X. [Scott writing. Fates in the background.]
The poetry I sought was to unbind
Like Kubla Khan to Xanadu I fled
The sacred river Alph I sought to find
In words that I composed while still in bed
I spent my time with words; each word was god
I rearranged these gods to make them sing
A little song that mortals might enjoy
I found what my mortality might bring
To bring the knowledge needed of the now
The now my chronoception can't conceal
Resiliency is more than Fates allow
And so I write in hopes I might reveal
Reveal to all who read or hear and feel
That poems too are gods of words that heal.
XI. [Scott writing in hell]
Let’s focus on the sonnet now to see
If songs of words with some familiar beat
Might amplify my own resiliency
Or if they should have left me on the street
Do iambs come in groups of more than five
Are neural scars poetic in my brain
I guess I’m glad that I am still alive
Regardless of the death of unseen pain
The volta of my life, a TBI
Is part of the great sonnet of my life
I write my little songs, at least I try
Regardless of the scheme of hidden strife
It doesn’t make a lot of sense, oh well
Like Dante I still write while deep in hell.
XII. [Scott writing under a rainbow]
The hell I’ve come to know and overcome
Is finding life in sonnets that I write
So why then write?

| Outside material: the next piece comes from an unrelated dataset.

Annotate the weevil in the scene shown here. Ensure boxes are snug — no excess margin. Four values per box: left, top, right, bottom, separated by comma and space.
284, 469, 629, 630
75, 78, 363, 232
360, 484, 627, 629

Is writing sonnets “dumb”
They may not heal my brain, and yet, they might
Resiliency in hell that no one sees
Is more than just the writing of such verse
And normalcy is more than just to please
The people who believe that they’ve seen worse
So, worse than any hell that I’ve been through
Would be to stop composing little songs
I write, I write, I write; it’s what I do
Pentameter is where my soul belongs
My heaven of pentameter is this:
A broken brain that’s found it’s normal bliss.
XIII. [Sonnettics in the middle of a circle. The circle has hearts around it or is made up hearts brains]
Chiasmus is returning to the start
It’s like a circle showing us the way
I think I found the way through this my art
The art of sonnets since that fateful day
Iambic blood goes pulsing through my brain
And through my heart, my soul, and through my pen
The neural pathways I propose to train
Are sonnets I will write and write again
Familiar as my name, I’ve found they help
To bring me back from places I have gone
A bitch called out to this poetic whelp
Like Xanadu called out to Kubla Khan
The similes and metaphors are real
When I compose the sonnets that I feel.
XIV. [?]
I am my song, my pulse, my turn, my scheme
If that constricts your mind then you should leave
I’m more than just a vision or a dream
In which some simple acolytes believe
And yet, I’m not a temple on a hill
I’ve seen too many temples come and go
To make pretenses which I can’t fulfill
Pretend I sound like somebody you know
I am iambic meter at my core
Pentameter I place where it belongs
A sonneteer and yet I’m so much more
Much more than I express in little songs
I’m fourteen lines, and yes, a volta too
You think you thought you knew me, now you do.